The presentation claimed that continuing business as usual would likely result in persistent, continuous rate hikes and eventual merger or acquisition by another entity. It also warned of the depreciation in city-owned assets that could bring, and the decrease in city revenues from the JCPB in the form of in-lieu-of-tax payments. Those payments currently total about $3.6 million annually.
Even with authority status, JCPB would remain under significant oversight, both from the Tennessee Valley Authority and the city, which would retain control of any disposition of JCPB assets, but would no longer carry them on its books. JCPB, Dykes said, could more effectively enter joint ventures and other business arrangements that can help mitigate the changes in the marketplace. JCPB also could acquire smaller distributors to gain economies of scale.
“The industry is changing rapidly with technology and alternative energy sources out there, and this is an opportunity for us to be a participant in those alternative energy sources, and actually by us being a participant, allowing our customers to also be a participant … through public-private partnerships.”
As an example, he mentioned the possibility of a “solar community” that could involve a private third-party and ratepayers who wanted to invest in solar but may not have the means to put an array on their own homes – or, perhaps, the best locations for good production.
“Our current structure would not allow me to do a public-private partnership with a company that could come in and we could do a joint venture, working with the TVA and the third party for our customers that were wanting to be involved in solar … they could be an active participant in that and have a share of that installation.”
Dykes, who said a joint alternative energy venture “would be an early thing we’d do,” noted that the JCPB system includes 73 private solar installations and that a major industrial customer will soon add solar capacity. Those are among hits to the bottom line showing the need for a new model, he said.
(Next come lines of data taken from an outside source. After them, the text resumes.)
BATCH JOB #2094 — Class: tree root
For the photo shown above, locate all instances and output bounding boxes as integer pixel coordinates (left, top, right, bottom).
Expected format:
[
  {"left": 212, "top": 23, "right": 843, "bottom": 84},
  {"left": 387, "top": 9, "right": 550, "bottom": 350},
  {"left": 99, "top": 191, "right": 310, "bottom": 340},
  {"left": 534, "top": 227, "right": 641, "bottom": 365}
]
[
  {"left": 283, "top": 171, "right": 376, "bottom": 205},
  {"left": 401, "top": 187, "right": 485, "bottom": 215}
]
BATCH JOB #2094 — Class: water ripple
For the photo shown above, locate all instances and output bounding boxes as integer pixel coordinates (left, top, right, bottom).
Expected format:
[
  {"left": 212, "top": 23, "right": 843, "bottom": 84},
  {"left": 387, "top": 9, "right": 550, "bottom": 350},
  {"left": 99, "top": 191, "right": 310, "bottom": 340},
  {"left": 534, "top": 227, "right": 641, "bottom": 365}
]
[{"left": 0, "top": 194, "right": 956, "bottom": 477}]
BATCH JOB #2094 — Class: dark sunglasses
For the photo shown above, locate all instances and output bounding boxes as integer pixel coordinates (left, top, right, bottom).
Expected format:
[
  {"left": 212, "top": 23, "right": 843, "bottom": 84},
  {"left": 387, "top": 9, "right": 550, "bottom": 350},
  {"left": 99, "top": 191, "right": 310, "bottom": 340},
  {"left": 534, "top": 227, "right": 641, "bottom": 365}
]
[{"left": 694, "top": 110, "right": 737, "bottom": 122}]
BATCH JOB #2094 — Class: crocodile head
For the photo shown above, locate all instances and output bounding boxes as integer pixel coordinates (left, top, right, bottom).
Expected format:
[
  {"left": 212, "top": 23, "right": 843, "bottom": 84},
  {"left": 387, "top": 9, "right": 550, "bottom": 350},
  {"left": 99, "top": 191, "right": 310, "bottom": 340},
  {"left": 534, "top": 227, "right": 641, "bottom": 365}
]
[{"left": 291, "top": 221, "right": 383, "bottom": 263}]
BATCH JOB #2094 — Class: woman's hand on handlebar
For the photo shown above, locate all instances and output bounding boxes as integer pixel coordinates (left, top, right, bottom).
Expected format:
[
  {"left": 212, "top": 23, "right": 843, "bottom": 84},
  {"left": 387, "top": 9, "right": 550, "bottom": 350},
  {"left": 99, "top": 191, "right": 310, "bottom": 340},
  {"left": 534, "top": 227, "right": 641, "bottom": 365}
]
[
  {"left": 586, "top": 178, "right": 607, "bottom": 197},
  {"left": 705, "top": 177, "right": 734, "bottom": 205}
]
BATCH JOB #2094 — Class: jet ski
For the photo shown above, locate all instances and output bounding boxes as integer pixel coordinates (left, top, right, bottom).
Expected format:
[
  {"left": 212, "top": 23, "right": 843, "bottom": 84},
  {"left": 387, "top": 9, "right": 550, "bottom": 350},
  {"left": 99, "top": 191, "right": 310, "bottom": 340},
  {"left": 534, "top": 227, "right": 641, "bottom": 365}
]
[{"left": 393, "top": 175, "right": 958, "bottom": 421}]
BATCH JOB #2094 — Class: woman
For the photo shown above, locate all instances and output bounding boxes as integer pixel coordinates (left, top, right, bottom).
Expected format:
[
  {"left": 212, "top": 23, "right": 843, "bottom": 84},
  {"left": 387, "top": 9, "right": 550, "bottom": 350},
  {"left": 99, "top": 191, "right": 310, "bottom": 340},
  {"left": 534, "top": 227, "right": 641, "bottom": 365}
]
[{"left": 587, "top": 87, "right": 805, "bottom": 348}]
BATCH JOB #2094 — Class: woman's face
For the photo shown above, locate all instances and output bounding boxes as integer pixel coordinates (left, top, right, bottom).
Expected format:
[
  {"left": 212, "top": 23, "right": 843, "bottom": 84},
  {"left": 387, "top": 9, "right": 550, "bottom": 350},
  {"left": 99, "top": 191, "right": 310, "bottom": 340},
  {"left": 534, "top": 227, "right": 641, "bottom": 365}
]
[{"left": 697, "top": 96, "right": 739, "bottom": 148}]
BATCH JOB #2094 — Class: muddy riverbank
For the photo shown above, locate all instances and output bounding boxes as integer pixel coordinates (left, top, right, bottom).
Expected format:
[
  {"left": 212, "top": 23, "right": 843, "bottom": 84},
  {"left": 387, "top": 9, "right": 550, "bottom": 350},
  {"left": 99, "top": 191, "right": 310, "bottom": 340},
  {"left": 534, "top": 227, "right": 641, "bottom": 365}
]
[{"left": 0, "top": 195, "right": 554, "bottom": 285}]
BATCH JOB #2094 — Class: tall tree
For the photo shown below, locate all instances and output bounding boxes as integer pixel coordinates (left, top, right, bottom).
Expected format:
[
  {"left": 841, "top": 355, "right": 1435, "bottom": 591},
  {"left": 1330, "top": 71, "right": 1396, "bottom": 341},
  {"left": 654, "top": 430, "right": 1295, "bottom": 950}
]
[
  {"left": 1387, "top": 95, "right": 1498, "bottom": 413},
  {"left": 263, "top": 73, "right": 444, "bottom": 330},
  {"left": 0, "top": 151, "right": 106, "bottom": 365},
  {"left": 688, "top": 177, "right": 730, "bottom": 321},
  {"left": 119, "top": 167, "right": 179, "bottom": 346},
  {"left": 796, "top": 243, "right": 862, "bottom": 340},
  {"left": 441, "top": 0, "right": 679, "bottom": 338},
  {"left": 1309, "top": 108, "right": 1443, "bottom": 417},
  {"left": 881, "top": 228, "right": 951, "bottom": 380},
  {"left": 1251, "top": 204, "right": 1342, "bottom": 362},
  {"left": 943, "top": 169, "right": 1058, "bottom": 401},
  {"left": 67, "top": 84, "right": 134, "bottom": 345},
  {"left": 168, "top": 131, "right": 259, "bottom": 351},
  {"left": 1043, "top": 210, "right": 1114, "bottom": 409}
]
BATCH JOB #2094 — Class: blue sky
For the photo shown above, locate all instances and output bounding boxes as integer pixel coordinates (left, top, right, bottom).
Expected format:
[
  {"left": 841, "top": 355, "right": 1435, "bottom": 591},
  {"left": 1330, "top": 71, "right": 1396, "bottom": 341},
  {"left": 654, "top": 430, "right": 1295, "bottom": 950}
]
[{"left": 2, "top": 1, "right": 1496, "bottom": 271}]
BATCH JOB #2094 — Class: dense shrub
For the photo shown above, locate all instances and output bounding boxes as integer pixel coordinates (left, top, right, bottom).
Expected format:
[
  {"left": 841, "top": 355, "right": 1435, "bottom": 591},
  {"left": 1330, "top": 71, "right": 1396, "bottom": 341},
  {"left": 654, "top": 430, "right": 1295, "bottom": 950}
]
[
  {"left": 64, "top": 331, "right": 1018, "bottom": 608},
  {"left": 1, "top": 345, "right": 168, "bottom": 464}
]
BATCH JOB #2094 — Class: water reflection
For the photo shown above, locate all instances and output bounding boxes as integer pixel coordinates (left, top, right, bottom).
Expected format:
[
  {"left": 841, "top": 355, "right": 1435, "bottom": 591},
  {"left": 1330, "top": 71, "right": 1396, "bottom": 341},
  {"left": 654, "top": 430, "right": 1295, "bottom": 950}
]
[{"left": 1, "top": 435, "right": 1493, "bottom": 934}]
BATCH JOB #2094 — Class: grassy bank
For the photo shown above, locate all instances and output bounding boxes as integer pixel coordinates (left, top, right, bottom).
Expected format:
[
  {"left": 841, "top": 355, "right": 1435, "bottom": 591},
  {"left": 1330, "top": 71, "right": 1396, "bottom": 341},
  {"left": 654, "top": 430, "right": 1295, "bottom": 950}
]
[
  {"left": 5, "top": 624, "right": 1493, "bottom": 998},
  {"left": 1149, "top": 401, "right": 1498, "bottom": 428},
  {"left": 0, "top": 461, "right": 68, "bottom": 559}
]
“There’s a lot of companies out there that did not make changes when they saw changes coming in the marketplace. This is an opportunity for us, while still governed by the city, to adjust our corporate structure in a way that will allow us to grow and become an even better value for our customers.”
Dykes said the JCPB is preparing additional information for city leaders to answer about a dozen questions they had last week, while it works toward the law change. It would become the first such authority in Northeast Tennessee.